Dos trayectorias muy distintas, con objetivos diferentes, pero con la misma nostalgia que puede sentir uno cuando sale de su tierra. Y es que la nostalgia de vivir lejos de casa, de lo que uno conoce, afecta a la gran mayoría de los que emigran.
Un nuevo estudio internacional de la compañía de servicios financieros Reminity, elaborado a partir de 3.100 encuestas a adultos en 21 países, confirma que el 92% de los ciudadanos que emigran han sentido estrés, tristeza o ansiedad en algún momento tras mudarse al extranjero.
El informe sitúa a Filipinas en primera posición, con un 96,15% de personas que reconocen haber sentido nostalgia. Le siguen Sudáfrica (96,10%), Canadá y México (ambos con 96,02%) y Brasil (94,44%). En la parte baja del ranking aparecen Japón (85,71%) e Irlanda (89,01%), aunque también con cifras elevadas.
España: vida social, familia y gastronomía
España ocupa la posición número 12, con un 91,75% de personas que aseguran haber sentido nostalgia tras emigrar. Y uno de los motivos más señalados es por el fuerte arraigo de los españoles a la vida cotidiana compartida.
La costumbre de las reuniones familiares, las celebraciones o las sobremesas “forman parte de un tejido social muy particular” y su ausencia puede generar una sensación constante de vacío en quienes viven fuera.
No obstante, el estudio apunta también a que la facilidad de movilidad dentro de Europa y la presencia de comunidades españolas en distintos países contribuyen a una integración más sencilla de los migrantes españoles.
Lo que más se echa de menos: “El peso de los pequeños detalles”

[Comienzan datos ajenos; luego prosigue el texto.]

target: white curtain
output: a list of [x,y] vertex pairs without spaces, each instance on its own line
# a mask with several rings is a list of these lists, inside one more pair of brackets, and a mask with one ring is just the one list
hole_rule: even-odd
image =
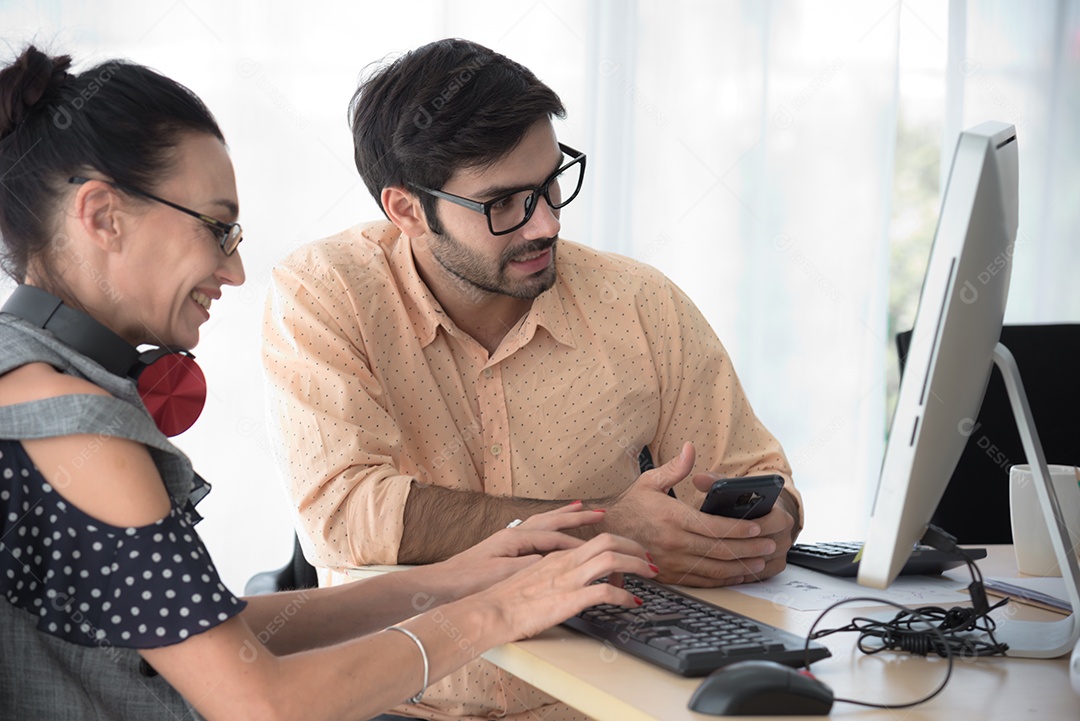
[[857,537],[881,458],[898,19],[641,2],[634,54],[601,79],[633,142],[623,187],[593,186],[621,196],[589,242],[628,215],[612,247],[695,299],[788,451],[808,533]]
[[[211,398],[178,442],[215,485],[200,531],[237,591],[291,553],[259,370],[269,269],[301,243],[379,216],[346,124],[369,63],[462,36],[559,92],[570,111],[560,139],[589,154],[563,234],[651,263],[689,293],[788,450],[807,537],[840,539],[859,537],[869,512],[888,422],[886,349],[914,315],[929,251],[897,192],[906,168],[951,154],[964,127],[1015,122],[1010,318],[1080,315],[1069,285],[1080,252],[1070,242],[1078,32],[1065,0],[0,3],[8,57],[33,41],[79,62],[151,65],[198,92],[228,139],[248,281],[226,290],[204,327]],[[909,126],[934,132],[911,146]],[[940,190],[937,176],[921,182]],[[933,203],[914,225],[927,214],[932,234]],[[905,232],[919,267],[914,291],[897,296]]]
[[1080,319],[1080,3],[966,4],[949,24],[946,138],[997,118],[1020,143],[1006,322]]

El informe detalla que los aspectos más añorados por las personas que viven fuera de su país son la familia (80%) y los amigos (62%). En tercer lugar aparece la comida (54%), aunque otros factores menores incluyen: hablar o escuchar la lengua materna (36%), el clima (34%), entender los sistemas locales (30%), dormir en la propia cama (27%), celebraciones tradicionales (25%) y los paisajes familiares (20%).
“La nostalgia aparece en algún momento para casi todo el mundo, sobre todo cuando empiezas una nueva vida lejos de casa. Es no poder estar en un cumpleaños importante, en una celebración familiar o echar de menos algo tan simple como la comida de tu madre”, explica Ryan Riley, vicepresidente de Marketing en Reminity. “Son esos pequeños detalles los que pesan”, añade.
¿Cuándo aparece la nostalgia?
El informe identifica diferentes momentos en los que la nostalgia se intensifica, aunque casi la mitad de los encuestados (49%) afirma que aparece sin motivo aparente.
Sin embargo, en los identificados, los más frecuentes son:
- Hablar con familiares o amigos (53%).
- Pasar por un momento difícil y necesitar apoyo (50%).
- Festividades y celebraciones (43%).
- Enfermedad o necesidad de cuidados (40%).
Cómo afrontan la distancia los migrantes
El contacto con familiares y amigos es la principal estrategia para gestionar la nostalgia, mencionada por el 69% de los encuestados. Las llamadas y videollamadas se convierten en una herramienta clave para mantener la conexión emocional.
Buscar sabores familiares es la segunda opción más habitual (35%), ya sea cocinando recetas tradicionales o acudiendo a restaurantes del país de origen. Otras estrategias incluyen ver contenido audiovisual del país (25%), hacer ejercicio (23%) o escribir un diario (9%).